Leben[Bearbeiten | Quelltext bearbeiten]

Doğu besuchte das Gymnasium in Izmir und studierte von 1965 bis 1974 in Istanbul türkische Sprache und Literatur. Er war seit 1966 politisch aktiv, näherte sich ideologisch der Türkischen Arbeiterpartei und war 1968 Mitbegründer des „Studentenvereins der Turkologie“.[2]
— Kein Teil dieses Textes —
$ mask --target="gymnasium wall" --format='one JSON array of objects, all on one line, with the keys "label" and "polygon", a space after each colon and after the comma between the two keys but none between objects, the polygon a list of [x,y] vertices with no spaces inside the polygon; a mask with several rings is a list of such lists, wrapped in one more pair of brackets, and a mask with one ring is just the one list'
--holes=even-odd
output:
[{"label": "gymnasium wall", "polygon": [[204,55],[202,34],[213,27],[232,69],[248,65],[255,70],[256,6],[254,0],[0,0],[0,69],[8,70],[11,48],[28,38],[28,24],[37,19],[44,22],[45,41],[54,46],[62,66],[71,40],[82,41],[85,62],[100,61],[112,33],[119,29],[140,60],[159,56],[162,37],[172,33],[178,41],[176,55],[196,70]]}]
Nach dem Militärputsch 1971 wurden alle Vereine verboten, Cengiz Doğu kam für 20 Tage ins Gefängnis. Seinen Militärdienst absolvierte er von 1975 bis 1977, sein Studium wurde 1977 annulliert. Er arbeitete als Zeitungskorrektor und reiste 1978 in die Bundesrepublik Deutschland aus, kehrte jedoch nach einigen Monaten in die Türkei zurück. Doch nach dem Militärputsch 1980 musste Doğu um sein Leben fürchten und floh nach Deutschland.[2]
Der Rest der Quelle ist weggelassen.